Cornwallis surrenders to Washington at Yorktown...
Item # 718115 THE GENTLEMAN'S MAGAZINE, London, January, 1782
* Lord Charles Cornwallis
* General George Washington
* Surrender at Yorktown - Virginia
This issue contains the very historic report of the surrender of Lord Cornwallis at Yorktown, Virginia. An inside page has a nice report headed: "Extract of a Letter from Sir Henry Clinton" which begins: "...I had the honour to acquaint your Lordship with my fears respecting the fate of the army in Virginia. It now gives me the deepest concern to inform you that they were but too well founded..." with more. Following this is a report headed: "Copy of a Letter from Lt. General Earl Cornwallis to Sir Henry Clinton dated York-Town, in Virginia, Oct. 20, 1781" which begins with the very famous line: "I have the mortification to inform your excellency that I have been forced to give up the posts of York and Gloucester and to surrender the troops under my command, by capitulation, on the 19th inst. as prisoners of war to the combined forces of America and France..." with much, much more, portions seen in the photos. This report carries over to the following three pages, and which includes letters between Cornwallis and George Washington, signed by each. One of the more significant dispatches signed by Washington includes his statement "...an ardent desire to spare the further effusion of blood will readily incline me to listen to such terms for the surrender of your posts as are admissable..." with more.
Truly a very historic issue on the ending of the Revolutionary War, and great to have these reports in a British publication.
The road map plate called for is present.
Complete in 48 pages, full title/contents page featuring an engraving of St. John's Gate, 5 1/4 by 8 3/4 inches with wide untrimmed margins, great condition.

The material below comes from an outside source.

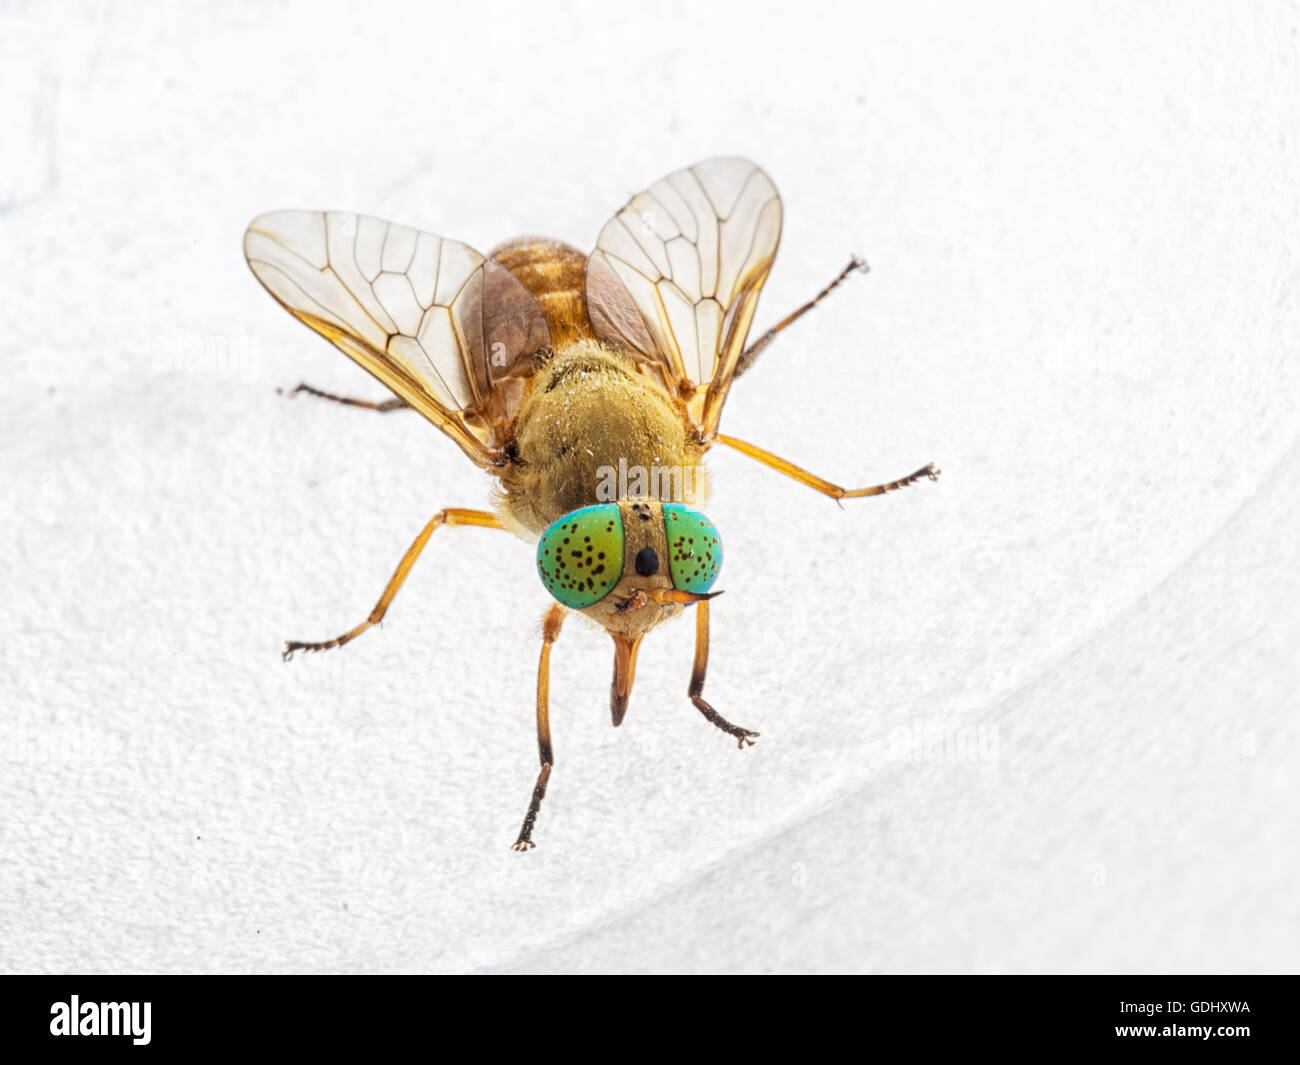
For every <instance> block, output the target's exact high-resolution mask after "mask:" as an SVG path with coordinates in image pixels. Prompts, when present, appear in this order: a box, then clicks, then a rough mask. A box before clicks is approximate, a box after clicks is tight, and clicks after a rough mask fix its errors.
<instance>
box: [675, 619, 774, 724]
mask: <svg viewBox="0 0 1300 1065" xmlns="http://www.w3.org/2000/svg"><path fill="white" fill-rule="evenodd" d="M707 670H708V602H707V601H703V602H699V603H697V605H695V663H694V666H693V668H692V670H690V701H692V702H693V703H695V709H697V710H698V711H699V713H701V714H703V715H705V719H706V720H708V722H711V723H712V724H715V726H718V728H720V730H722V731H723V732H725V733H727V735H728V736H735V737H736V746H738V748H740V749H741V750H744V749H745V748H746V746H753V745H754V740H757V739H758V733H757V732H750V731H749V730H748V728H741V727H740V726H736V724H732V723H731V722H729V720H727V718H724V717H723V715H722V714H719V713H718V711H716V710H714V707H712V706H710V705H708V703H707V702H706V701H705V696H703V690H705V672H706V671H707Z"/></svg>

AI notes: The surrender of British General Charles Cornwallis to American and French forces at Yorktown in 1781 was the decisive event that effectively ended the American Revolutionary War. In October of that year, after a months-long siege, Cornwallis’s army was trapped on the Virginia Peninsula by the combined forces of General George Washington’s Continental Army and the French army under General Comte de Rochambeau, while the French fleet, commanded by Admiral de Grasse, blocked any escape or resupply by sea. On October 19, 1781, Cornwallis formally surrendered his approximately 8,000 troops, signaling the collapse of British military operations in the colonies. Though the war did not officially end until the Treaty of Paris in 1783, the victory at Yorktown gave the Americans and their French allies a decisive political and military advantage, solidifying the path to American independence. The surrender ceremony is famously remembered for the symbolic exchange of swords, though Cornwallis claimed illness and did not attend in person, sending his second-in-command instead.
A very nice magazine from the closing moments of the Revolutionary War with a wide range of varied content. This was the first periodical to use the word "magazine" in its title, having begun in 1731 and lasting until 1907.